The wind, whistling ceaselessly, finished by somewhere picking up a few clouds which had been almost imperceptible in the four corners of the horizon. The balloon’s course began to be less regular; sometimes it jumped in a disquieting manner, and our barometer then showed variations of one thousand yards in a few minutes. Once we were even so near the earth that we were able to speak to peasants who were working in the fields. We asked them to tell us where we were, and they seemed to have understood our question, for they answered us, but we could not catch their reply.

The excessive swiftness with which the balloon had passed prevented us from understanding what they said. The sound of their voices only reached us as the distant echo of human speech. Our ears only heard inarticulate sounds whose meaning escaped us, so swiftly was the distance increased which separated our question from their answer.

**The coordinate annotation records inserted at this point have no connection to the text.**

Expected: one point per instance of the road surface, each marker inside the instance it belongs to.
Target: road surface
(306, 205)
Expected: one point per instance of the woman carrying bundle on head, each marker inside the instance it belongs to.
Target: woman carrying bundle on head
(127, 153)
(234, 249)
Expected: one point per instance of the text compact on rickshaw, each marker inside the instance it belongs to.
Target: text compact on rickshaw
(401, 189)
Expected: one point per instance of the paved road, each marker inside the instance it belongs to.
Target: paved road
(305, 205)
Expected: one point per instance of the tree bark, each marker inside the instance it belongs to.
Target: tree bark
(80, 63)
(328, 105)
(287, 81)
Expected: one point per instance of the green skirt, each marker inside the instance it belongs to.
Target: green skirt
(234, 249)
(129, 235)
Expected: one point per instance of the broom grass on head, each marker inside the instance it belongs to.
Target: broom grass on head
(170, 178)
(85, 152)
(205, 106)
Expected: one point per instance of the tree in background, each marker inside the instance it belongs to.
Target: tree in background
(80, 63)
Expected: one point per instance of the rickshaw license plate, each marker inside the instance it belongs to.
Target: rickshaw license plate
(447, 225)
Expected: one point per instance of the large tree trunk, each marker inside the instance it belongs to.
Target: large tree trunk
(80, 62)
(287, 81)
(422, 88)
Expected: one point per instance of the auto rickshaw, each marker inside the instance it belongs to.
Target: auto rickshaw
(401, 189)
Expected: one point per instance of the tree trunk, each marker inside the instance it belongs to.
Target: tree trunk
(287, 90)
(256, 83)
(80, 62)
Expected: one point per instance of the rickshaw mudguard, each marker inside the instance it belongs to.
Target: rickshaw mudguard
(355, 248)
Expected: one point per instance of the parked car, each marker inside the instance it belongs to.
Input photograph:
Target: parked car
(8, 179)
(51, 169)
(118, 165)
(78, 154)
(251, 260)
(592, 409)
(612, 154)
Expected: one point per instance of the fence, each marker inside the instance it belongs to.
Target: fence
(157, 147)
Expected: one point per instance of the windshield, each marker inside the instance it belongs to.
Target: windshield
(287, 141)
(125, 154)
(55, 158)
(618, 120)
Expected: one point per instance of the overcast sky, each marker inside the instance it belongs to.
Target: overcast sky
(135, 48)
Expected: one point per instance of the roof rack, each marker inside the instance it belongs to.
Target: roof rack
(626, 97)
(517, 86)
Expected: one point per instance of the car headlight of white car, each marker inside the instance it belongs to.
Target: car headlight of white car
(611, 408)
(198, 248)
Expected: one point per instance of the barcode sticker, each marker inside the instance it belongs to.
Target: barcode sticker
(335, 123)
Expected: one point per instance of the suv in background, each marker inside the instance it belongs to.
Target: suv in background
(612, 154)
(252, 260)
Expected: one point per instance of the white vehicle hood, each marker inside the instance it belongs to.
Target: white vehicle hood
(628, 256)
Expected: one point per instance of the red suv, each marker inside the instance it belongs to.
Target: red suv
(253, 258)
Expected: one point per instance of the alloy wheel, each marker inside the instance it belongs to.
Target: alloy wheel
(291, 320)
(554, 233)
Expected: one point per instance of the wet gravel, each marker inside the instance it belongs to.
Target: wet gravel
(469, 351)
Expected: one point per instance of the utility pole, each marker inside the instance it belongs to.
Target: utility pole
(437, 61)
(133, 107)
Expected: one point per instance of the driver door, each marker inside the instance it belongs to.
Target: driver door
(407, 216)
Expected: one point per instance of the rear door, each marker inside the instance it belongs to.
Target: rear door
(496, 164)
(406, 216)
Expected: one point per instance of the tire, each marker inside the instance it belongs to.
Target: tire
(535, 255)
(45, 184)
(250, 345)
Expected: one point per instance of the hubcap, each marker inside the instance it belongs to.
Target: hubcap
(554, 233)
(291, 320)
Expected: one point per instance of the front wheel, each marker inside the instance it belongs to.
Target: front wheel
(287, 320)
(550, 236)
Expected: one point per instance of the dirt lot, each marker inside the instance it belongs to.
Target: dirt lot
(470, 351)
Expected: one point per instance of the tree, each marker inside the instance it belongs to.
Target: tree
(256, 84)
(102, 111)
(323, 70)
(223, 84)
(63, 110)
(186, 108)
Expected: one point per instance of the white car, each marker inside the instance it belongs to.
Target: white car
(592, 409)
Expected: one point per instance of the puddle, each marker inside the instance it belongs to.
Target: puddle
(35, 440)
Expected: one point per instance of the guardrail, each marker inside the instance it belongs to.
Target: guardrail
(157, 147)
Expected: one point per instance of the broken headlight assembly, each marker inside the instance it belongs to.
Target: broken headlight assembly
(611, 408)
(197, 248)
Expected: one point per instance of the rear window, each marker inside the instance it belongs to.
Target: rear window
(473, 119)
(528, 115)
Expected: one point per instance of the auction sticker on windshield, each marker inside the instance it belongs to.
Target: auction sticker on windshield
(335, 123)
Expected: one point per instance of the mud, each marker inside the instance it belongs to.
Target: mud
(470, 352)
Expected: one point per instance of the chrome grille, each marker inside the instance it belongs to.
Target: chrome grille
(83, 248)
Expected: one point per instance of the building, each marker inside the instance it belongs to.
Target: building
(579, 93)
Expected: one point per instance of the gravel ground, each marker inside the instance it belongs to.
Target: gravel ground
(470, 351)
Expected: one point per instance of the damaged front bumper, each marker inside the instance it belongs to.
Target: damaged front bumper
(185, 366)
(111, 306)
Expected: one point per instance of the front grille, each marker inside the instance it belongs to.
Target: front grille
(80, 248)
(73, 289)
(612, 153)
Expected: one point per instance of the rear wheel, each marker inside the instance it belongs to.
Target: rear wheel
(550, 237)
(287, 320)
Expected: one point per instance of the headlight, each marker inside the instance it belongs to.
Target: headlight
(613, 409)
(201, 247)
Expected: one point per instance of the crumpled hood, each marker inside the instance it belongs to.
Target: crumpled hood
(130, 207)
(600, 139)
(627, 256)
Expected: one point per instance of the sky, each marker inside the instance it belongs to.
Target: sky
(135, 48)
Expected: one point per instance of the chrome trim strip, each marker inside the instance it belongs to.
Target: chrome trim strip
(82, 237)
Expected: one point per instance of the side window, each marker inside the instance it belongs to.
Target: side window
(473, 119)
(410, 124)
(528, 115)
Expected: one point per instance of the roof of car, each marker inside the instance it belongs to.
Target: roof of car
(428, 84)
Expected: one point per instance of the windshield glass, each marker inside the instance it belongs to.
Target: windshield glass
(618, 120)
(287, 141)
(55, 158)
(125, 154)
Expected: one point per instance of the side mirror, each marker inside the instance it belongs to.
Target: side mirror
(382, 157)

At another time the car floated majestically over an immense plain which filled the horizon and stretched as far as the eye could see. Then it was I wanted to effect our descent. I said so to our aeronaut, and asked him to open the valve and let the gas escape slowly, so as to allow our balloon to sink gently to the ground.

The plain which was unfolded before our eyes seemed to me created expressly for a successful landing. Here we could descend without fearing any of those terrible accidents which threatened every descent on less propitious ground. For a balloon does not always stop when it reaches the earth; it often drags its car and knocks it with terrible rage against obstacles, as we ourselves were destined to see.

Nothing of the kind was to be feared here. The balloon might graze the earth and drag the car along the ground as much as it liked without any great danger to ourselves. It was bound to end at any moment by literally expiring, without crushing its passengers in its agony. But it was fated that we were to continue our journey and descend later on in a less peaceable manner.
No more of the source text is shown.